Robotica, intelligenza artificiale (IA) e apprendimento automatico (machine learning) hanno effetti sociali, politici e commerciali, stanno trasformando molti settori industriali e spiazzano molti posti di lavoro. Recenti ricerche stimano che il 40-50% di tutti i posti di lavoro sono ad “alto rischio” di essere automatizzati nei prossimi 20 anni.

In questo contesto, l’introduzione di forme di tassazione dei robot o di reddito di cittadinanza vengono spesso citati come un modo per ridistribuire i vantaggi di queste tecnologie, ma non è ancora chiaro come ciò potrebbe essere finanziato né in quale misura.
Ciò significa che la tecnologia sarà un distruttore di lavoro, al netto delle nuove professioni che si verranno a creare?

È comune considerare le nuove tecnologie come concorrenti piuttosto che complementari per gli esseri umani, specialmente nel crescente timore che l’IA minacci il nostro lavoro. Tuttavia le rivoluzioni del passato hanno di fatto aumentato la produttività e portato alla creazione di nuovi posti di lavoro, aumentando l’occupazione complessiva.

La natura del lavoro si è costantemente evoluta nel tempo; alcuni compiti sono stati delegati alla tecnologia mentre sono emerse nuove occupazioni. Non è ancora chiaro quali attività l’IA creerà, ma le tendenze attuali prevedono che alcuni lavori siano ragionevolmente “sicuri” a breve termine, in particolare quelli che richiedono:

  • ampio contatto umano
  • abilità sociali
  • pensiero strategico e creativo
  • gestione dell’ambiguità e dell’imprevedibilità.

L’IA non può (ancora) sostituire gli umani quando sono richiesti creatività, percezione e pensiero astratto: i sistemi di intelligenza artificiale possono fungere da partner in grado di aumentare e migliorare molti aspetti del lavoro e della vita.
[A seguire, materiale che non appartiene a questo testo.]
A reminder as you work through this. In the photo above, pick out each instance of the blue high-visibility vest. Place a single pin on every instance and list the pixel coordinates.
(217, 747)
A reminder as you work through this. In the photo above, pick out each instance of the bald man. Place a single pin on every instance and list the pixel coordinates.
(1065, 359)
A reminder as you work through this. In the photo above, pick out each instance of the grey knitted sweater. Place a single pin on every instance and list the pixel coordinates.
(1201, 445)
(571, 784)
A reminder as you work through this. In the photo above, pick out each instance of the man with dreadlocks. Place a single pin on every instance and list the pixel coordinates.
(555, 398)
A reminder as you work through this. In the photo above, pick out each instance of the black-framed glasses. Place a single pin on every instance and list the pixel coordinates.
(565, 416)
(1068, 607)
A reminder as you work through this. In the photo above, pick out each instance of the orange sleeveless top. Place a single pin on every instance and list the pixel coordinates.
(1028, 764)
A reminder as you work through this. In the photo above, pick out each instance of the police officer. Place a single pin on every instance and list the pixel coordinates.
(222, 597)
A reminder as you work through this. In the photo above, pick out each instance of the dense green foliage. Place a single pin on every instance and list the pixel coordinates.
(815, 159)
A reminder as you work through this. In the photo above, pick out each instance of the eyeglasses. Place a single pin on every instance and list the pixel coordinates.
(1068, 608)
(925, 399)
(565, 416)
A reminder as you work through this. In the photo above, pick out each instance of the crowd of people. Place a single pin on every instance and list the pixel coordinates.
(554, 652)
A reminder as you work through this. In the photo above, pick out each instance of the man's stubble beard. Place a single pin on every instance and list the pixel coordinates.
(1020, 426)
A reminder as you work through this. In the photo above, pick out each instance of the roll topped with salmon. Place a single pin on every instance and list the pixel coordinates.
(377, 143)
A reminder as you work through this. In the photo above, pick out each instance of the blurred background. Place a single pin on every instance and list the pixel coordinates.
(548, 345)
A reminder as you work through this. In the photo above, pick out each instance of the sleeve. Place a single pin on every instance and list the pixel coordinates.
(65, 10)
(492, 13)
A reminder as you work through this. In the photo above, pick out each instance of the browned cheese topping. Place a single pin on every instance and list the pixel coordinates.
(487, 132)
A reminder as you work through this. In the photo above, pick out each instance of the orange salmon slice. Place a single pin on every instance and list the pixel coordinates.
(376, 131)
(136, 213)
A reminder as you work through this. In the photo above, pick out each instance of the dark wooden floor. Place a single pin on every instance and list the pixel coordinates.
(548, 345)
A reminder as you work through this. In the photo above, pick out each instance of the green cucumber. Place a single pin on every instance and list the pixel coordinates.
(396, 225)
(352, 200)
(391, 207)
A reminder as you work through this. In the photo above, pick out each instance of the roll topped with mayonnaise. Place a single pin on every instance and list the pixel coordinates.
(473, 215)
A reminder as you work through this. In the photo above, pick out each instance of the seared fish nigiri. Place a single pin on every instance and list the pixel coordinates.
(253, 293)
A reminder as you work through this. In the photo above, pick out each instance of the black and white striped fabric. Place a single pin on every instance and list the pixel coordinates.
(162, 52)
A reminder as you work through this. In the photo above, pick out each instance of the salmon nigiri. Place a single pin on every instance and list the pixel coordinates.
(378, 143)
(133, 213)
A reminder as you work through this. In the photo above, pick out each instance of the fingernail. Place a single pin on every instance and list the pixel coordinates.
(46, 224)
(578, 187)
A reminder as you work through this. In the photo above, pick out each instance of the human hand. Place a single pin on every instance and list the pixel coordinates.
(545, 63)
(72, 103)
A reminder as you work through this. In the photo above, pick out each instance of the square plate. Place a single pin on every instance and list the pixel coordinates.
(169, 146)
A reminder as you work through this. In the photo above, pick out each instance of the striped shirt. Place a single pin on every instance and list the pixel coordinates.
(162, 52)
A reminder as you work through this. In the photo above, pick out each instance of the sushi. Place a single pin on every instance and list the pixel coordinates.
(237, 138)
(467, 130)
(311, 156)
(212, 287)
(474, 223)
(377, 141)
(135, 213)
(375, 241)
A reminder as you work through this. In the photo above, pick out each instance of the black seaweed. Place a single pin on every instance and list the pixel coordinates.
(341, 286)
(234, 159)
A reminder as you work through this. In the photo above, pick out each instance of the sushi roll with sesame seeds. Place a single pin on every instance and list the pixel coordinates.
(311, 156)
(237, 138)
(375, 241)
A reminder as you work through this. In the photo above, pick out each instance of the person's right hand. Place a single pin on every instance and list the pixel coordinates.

La realtà è che le macchine sono migliori di noi nel macinare numeri, calcolare, memorizzare, prevedere ed eseguire movimenti precisi; i robot ci liberano di compiti noiosi, pericolosi e fisicamente impegnativi.

Queste tecnologie stanno sfruttando miliardi di dati disparati, ben oltre le capacità funzionali del cervello umano. Ogni due giorni nel mondo si generano più dati di quanti l’umanità ha prodotto dall’ inizio della civiltà ai giorni nostri. In un mondo incentrato sui dati, questi sistemi possono sintetizzare tonnellate di informazioni e aiutarci a prendere decisioni migliori. Possono anche liberare il tempo che possiamo dedicare a ciò che è più prezioso per noi.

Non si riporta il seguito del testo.